DEFINITIONS OF SUCCESS
We tend to look for evidence. We love medals, uniforms, badges, signs, titles. We like to collate things into collections, galleries, portfolios. They act as rungs on a conceptual ladder, without which we believe we cannot progress.
Where do we get our definitions of success? From parents, from carers, from colleagues, from our society, from daydreams, sometimes, born of loneliness and a sense of powerlessness. Think of the popularity of superhero movies, and how they feed on an unexpressed desire to escape the run of the apparently mundane, to be someone.
UNCERTAINTY
All these things are uncertain. We discover that, once accumulated, resources are desperately fragile. We knew it in our hearts, but we ignored it. It seemed that, if we turned a blind eye to death, it wouldn’t really happen. But as we get older, the invulnerability of youth gives way to realism.

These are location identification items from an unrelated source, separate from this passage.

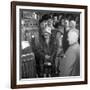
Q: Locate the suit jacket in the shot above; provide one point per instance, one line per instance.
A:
(70, 64)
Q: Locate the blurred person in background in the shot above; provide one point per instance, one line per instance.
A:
(66, 30)
(70, 64)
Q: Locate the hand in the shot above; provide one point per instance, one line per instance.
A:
(47, 56)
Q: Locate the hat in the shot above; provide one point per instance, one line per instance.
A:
(47, 30)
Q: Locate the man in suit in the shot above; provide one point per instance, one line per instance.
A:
(70, 64)
(45, 53)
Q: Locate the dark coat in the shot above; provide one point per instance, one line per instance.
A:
(70, 64)
(43, 49)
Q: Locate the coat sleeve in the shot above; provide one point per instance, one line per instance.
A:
(66, 65)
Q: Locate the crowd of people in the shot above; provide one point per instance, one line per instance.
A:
(57, 50)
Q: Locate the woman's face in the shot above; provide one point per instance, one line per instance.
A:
(46, 35)
(43, 25)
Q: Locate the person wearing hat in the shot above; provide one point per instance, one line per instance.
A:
(45, 53)
(70, 64)
(49, 47)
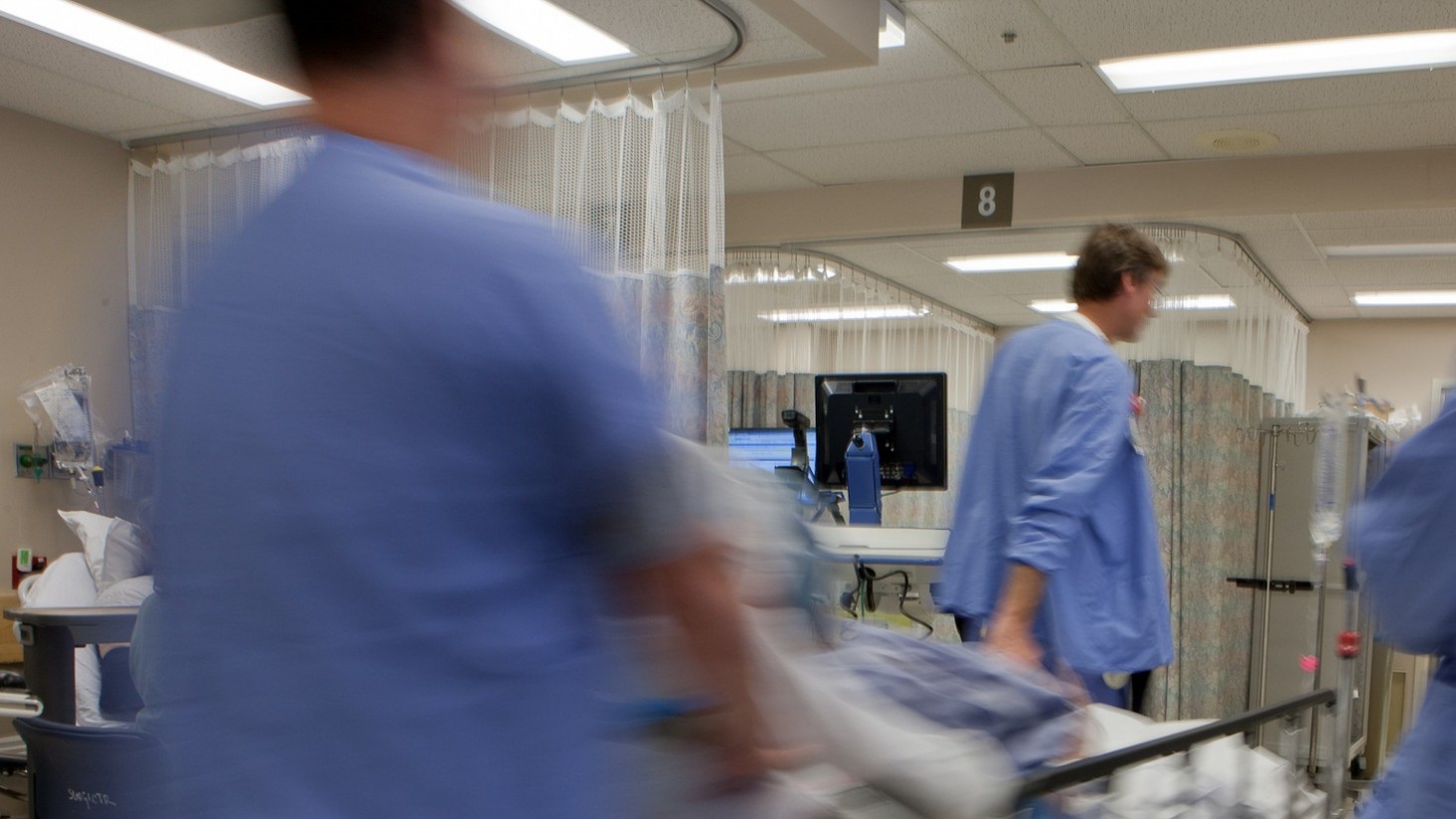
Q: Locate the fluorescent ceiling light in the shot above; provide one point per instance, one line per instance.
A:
(1053, 306)
(892, 25)
(546, 29)
(1012, 262)
(152, 51)
(845, 313)
(1407, 299)
(1374, 250)
(1208, 302)
(1281, 62)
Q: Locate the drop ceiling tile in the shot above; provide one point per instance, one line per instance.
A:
(986, 242)
(1393, 274)
(883, 113)
(1293, 95)
(1322, 297)
(66, 60)
(657, 27)
(76, 104)
(1278, 246)
(1107, 145)
(920, 59)
(1369, 129)
(258, 46)
(974, 31)
(1354, 220)
(1251, 224)
(752, 174)
(1059, 95)
(1040, 283)
(1385, 234)
(1404, 312)
(1332, 313)
(1149, 27)
(1297, 274)
(924, 158)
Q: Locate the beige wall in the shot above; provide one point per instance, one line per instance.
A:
(63, 261)
(1396, 357)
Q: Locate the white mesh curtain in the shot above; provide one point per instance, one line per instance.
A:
(791, 315)
(635, 186)
(1262, 337)
(183, 199)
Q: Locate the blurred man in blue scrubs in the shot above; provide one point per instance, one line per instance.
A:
(1053, 559)
(1404, 537)
(404, 461)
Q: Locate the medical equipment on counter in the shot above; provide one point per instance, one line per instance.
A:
(880, 430)
(863, 565)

Bereavement, in particular, reminds us of the essential uncertainty of things. Someone we love is taken away, and with it goes a piece of our assurance that we can rely on our environment to support us. This is intimately linked to trust.

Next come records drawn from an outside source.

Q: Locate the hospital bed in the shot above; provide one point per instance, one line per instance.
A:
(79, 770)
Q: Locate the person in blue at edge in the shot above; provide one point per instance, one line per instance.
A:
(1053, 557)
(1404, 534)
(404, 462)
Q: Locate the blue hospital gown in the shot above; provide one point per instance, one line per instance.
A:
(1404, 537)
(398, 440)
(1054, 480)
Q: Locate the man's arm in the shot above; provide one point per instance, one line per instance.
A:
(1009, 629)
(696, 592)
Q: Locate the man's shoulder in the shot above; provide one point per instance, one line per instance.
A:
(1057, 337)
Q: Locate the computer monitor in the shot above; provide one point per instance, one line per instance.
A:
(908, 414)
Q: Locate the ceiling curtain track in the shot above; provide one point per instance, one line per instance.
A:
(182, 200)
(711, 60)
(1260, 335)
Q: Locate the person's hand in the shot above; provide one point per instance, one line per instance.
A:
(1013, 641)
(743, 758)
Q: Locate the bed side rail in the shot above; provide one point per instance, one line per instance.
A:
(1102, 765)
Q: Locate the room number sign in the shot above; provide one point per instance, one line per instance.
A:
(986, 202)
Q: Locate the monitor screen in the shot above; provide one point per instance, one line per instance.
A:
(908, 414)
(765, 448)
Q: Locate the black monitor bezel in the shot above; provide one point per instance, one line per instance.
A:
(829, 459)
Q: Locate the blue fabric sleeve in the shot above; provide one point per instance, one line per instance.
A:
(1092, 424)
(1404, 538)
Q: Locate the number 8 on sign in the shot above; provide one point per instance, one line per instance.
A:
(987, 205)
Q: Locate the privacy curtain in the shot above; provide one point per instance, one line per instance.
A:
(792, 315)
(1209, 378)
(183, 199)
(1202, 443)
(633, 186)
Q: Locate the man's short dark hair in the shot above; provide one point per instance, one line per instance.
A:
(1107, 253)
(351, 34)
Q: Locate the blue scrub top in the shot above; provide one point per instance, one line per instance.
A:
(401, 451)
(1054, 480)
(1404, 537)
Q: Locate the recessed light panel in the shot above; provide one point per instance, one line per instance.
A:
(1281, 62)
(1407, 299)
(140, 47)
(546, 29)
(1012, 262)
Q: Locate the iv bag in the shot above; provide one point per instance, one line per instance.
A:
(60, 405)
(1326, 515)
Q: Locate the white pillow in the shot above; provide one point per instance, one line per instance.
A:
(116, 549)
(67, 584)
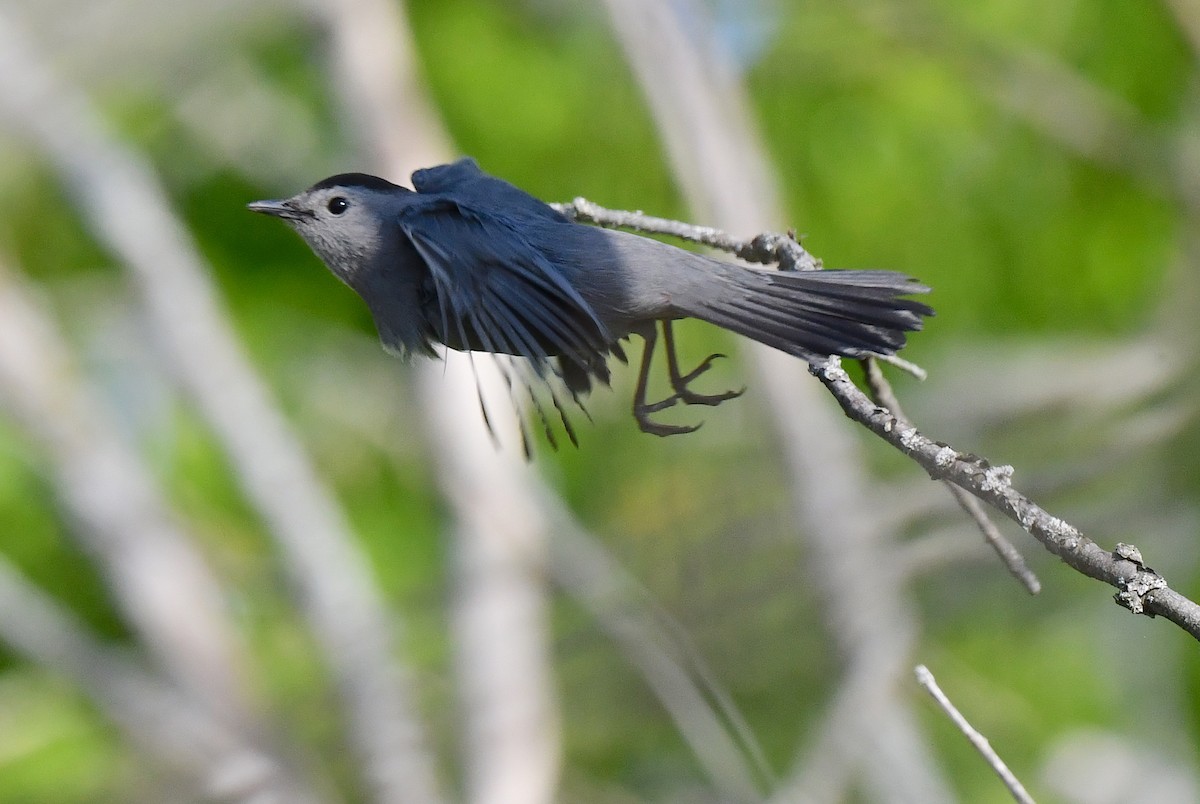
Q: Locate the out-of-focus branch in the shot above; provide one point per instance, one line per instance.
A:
(721, 165)
(168, 725)
(978, 741)
(129, 211)
(581, 565)
(160, 581)
(501, 625)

Bereavement and trust seem unrelated. Isn’t trust what is broken by unfaithfulness? But this is just what some people feel, albeit unconsciously, that life has betrayed them somehow. Death can be experienced as a betrayal of trust, even when it was not planned as such by the person who has died.
When things are taken away from us, we experience uncertainty. This takes away our faith, our trust, that the world will support us. We go quiet. We do not tell anyone (even ourselves) what we are feeling. We become sulky and dead, like a summer flower in winter.
ACCEPTING LOSS
In time, we can learn to accept loss.
I have watched person after person rail against the tide, shouting at the world for taking things away. Where is my ex-partner? Where is the money I used to have? Where is my home? My family? My reputation?

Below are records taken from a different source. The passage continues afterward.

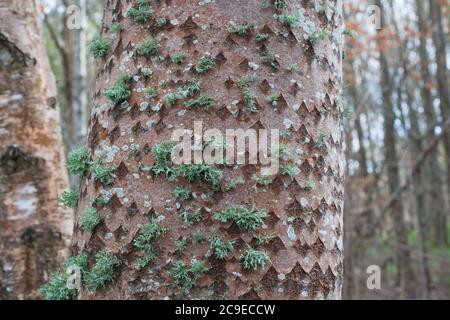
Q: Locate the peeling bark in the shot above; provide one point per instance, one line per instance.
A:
(34, 229)
(306, 251)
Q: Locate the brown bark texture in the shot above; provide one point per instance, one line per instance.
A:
(34, 228)
(306, 247)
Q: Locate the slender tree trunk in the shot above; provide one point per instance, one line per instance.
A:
(439, 41)
(34, 229)
(437, 204)
(304, 221)
(80, 78)
(401, 248)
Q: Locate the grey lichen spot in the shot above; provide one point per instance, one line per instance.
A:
(281, 277)
(303, 202)
(291, 233)
(107, 194)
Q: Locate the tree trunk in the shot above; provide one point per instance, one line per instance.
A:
(439, 41)
(299, 243)
(34, 229)
(80, 79)
(403, 258)
(437, 205)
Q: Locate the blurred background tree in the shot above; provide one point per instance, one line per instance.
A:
(397, 136)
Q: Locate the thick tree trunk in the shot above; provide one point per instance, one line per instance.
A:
(304, 219)
(34, 229)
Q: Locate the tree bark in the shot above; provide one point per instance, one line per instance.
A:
(306, 250)
(34, 229)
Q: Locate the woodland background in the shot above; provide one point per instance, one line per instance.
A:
(397, 137)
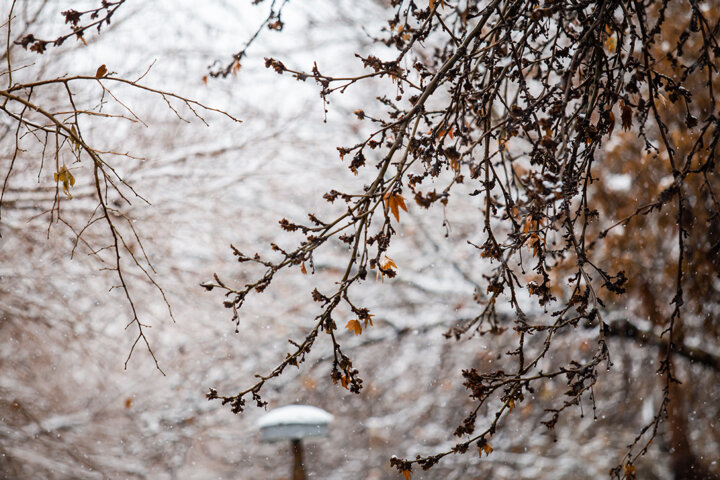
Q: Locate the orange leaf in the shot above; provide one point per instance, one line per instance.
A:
(625, 115)
(387, 262)
(354, 326)
(101, 71)
(395, 202)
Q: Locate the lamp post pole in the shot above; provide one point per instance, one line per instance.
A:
(298, 465)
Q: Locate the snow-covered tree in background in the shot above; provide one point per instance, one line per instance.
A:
(533, 179)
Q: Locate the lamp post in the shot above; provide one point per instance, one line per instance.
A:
(294, 423)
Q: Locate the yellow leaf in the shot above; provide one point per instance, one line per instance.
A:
(625, 115)
(354, 326)
(101, 71)
(67, 179)
(611, 43)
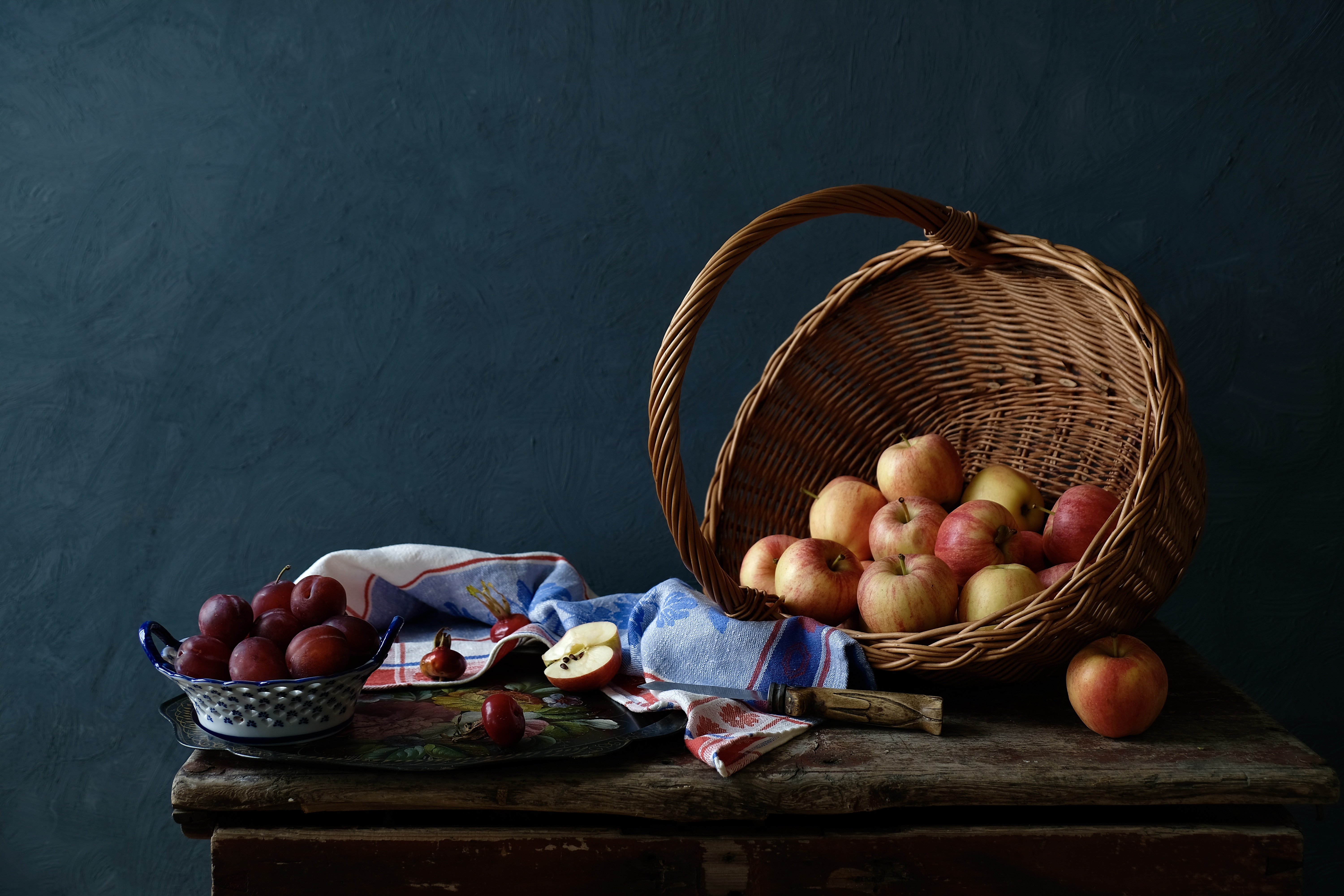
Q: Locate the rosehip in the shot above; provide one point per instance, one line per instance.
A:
(503, 719)
(507, 627)
(443, 661)
(226, 617)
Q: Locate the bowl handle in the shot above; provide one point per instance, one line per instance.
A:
(147, 641)
(150, 631)
(959, 232)
(394, 629)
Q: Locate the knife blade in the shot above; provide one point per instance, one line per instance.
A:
(864, 707)
(710, 691)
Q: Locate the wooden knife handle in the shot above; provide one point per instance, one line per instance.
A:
(862, 707)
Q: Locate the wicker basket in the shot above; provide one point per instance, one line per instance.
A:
(1018, 351)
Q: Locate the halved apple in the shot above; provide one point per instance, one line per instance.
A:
(587, 657)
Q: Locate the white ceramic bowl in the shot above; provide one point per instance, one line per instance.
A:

Happiness can never come from that place. Anger, exasperation and despair tend to spread anger, exasperation and despair.
AN ALTERNATIVE MODEL OF SUCCESS
The thing about loss, is that it is particular to us. On the other side of the world, someone is suffering a loss, and you cannot feel a thing. This is only because you are separate from that person.
Imagine your arms constantly pulling to hold the world to you. Imagine your muscles desperately striving to gather all your resources, friends, family and achievements to yourself, to stop them being taken away from you. That is tiring. Yet that is exactly what we do every day when we cherish ourselves above other people.
There is, fortunately, another way of living. It involves letting go, and opening our arms wide. We drop everything we were holding, and the sense of liberation is enormous.
This new kind of success does not need a medal, uniform, badge, sign or title. We simply accept that others are at least as special as we are. We no longer need to accumulate anything.
A DIFFERENT VIEW
When we open our arms, and cancel out the separation between ourselves and others, life becomes easier.
In particular, suffering becomes easier to accept. The relative importance of self and others becomes equalised, and therefore we can see reactions to suffering as a kind of illusion. Why should I feel agonised if resources pass from me to you? Why should you feel agonised if resources pass from you to others?
Uncertain wins are no longer sought. We can sit, and walk, and live, without hanging on excessively to desired outcomes.
It takes a lot of practice and self-discipline sometimes, but it is possible. From the inside out, we change. Our old models of success fade away, and in their place comes a quiet freedom.